Gitgide bilgisayar mühendisliği bölümünü bitirmeyi zorunlu kılan ilanların da azaldığını görüyoruz. Bu tarz ilanlar önce “bilgisayar mühendisliği veya ilişkili alanlarda mezun” dediler, şimdi ise çoğunlukla bir mühendislik fakültesi bitirmek dahi yeterli geliyor.
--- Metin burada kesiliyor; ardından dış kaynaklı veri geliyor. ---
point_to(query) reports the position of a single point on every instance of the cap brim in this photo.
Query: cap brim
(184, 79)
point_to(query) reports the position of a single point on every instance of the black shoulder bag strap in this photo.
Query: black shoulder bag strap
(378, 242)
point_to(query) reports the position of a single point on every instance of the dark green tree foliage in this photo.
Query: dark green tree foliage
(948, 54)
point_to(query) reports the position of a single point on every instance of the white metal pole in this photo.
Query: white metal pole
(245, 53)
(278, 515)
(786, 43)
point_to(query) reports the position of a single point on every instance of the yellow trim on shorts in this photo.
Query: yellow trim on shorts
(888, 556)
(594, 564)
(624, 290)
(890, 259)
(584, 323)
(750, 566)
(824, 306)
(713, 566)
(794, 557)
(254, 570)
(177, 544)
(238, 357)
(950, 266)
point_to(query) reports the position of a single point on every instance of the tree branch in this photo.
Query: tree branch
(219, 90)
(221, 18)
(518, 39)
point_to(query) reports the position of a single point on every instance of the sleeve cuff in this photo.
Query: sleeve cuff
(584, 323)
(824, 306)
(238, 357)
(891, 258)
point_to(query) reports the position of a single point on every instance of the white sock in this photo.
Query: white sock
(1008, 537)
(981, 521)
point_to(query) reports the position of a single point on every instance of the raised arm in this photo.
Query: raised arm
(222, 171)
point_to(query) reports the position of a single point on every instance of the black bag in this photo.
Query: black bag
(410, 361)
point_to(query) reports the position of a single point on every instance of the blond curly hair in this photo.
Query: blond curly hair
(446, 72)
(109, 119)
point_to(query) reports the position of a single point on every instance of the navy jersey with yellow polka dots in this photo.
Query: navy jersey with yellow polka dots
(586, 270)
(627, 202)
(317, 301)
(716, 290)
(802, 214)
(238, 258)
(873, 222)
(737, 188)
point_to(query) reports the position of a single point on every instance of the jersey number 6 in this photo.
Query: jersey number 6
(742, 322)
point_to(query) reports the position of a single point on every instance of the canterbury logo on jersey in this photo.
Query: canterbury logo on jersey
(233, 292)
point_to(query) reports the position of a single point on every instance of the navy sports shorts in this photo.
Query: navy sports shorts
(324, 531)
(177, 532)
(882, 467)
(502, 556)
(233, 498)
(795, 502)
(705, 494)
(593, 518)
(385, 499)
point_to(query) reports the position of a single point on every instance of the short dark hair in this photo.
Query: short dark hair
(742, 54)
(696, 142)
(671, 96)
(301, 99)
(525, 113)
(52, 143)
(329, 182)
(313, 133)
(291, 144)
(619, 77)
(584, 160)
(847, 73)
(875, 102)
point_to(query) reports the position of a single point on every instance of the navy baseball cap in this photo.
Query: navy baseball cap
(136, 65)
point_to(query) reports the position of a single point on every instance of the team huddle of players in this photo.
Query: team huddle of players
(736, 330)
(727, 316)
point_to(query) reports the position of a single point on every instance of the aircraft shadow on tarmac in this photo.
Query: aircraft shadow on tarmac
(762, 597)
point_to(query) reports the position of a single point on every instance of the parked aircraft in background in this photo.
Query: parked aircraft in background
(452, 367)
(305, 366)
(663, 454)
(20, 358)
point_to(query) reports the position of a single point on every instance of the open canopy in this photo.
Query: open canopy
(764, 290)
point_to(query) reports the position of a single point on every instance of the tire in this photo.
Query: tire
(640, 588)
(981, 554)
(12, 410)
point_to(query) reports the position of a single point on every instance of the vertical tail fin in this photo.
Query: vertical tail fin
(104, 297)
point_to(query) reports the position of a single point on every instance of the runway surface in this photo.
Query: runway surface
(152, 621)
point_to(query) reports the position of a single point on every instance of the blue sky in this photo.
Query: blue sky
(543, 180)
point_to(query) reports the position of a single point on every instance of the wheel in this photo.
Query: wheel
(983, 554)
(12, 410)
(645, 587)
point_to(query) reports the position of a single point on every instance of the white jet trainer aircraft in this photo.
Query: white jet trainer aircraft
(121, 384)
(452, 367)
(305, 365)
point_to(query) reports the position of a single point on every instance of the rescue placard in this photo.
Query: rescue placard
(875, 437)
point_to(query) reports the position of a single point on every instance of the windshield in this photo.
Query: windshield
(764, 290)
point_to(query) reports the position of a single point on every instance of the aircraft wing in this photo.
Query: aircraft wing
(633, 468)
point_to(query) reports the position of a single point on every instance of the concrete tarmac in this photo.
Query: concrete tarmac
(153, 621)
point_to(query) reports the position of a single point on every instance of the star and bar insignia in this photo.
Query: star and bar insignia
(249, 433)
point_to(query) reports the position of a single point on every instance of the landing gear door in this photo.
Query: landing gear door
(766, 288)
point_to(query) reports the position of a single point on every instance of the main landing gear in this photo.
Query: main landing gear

Durum Türkiye’de böyleyken, iyi yetişmiş yazılımcı havuzunun daha da darlaştığı ekonomilerde, artık mezuniyet şartı vazgeçilmez olmaktan çıktı, çıkıyor. Bugün silikon vadisindeki pek çok şirket sizin hangi okulu bitirdiğinizden daha çok geçmişte ne yaptığınızla ilgileniyor.

Silikon vadisindeki bir startup kurucusu bakış açısıyla, Avrasya Üniversitesi ile İstanbul Teknik Üniversitesi arasında çok da büyük bir fark yoktur. İkisinden de bilgisayar mühendisi olarak mezun olabilirsiniz. Hatta mezuniyet notunuz mükemmel de olabilir. Ama bu size hiç bir şekilde iş garantisi vermez.

Bu meslekte ayinesi iştir kişinin, lafa bakılmaz.

Stackoverflow’da 2016’da 173 ülkeden 56.003 yazılım geliştiricinin katılımı ile yapılan bir araştırmada yazılımcıların sadece %34.8’i yazılım geliştirme konusuyla alakalı bir mühendislik fakültesinden lisans derecesi ile mezun olduğunu ifade etmiştir.

Yine Stackoverflow’da yapılan iş ilanlarında yapılan bir araştırmada, 2739 iş ilanının %61’inde lisans derecesi şartı aranmadığı görülmüştür.

Yani dünya artık değişiyor, değişti. Siz bunun neresindesiniz?

İnsanlar boşuna mı üniversite okuyorlar?

Bu konu tek taraflı değil. Nihayetinde hiç kimse 4 yıl boşuna dirsek çürütmüyor. Ama kabul etmek lazım ki; çok dolu alaylılar olabildiği gibi, çok da boş mektepliler olabiliyor.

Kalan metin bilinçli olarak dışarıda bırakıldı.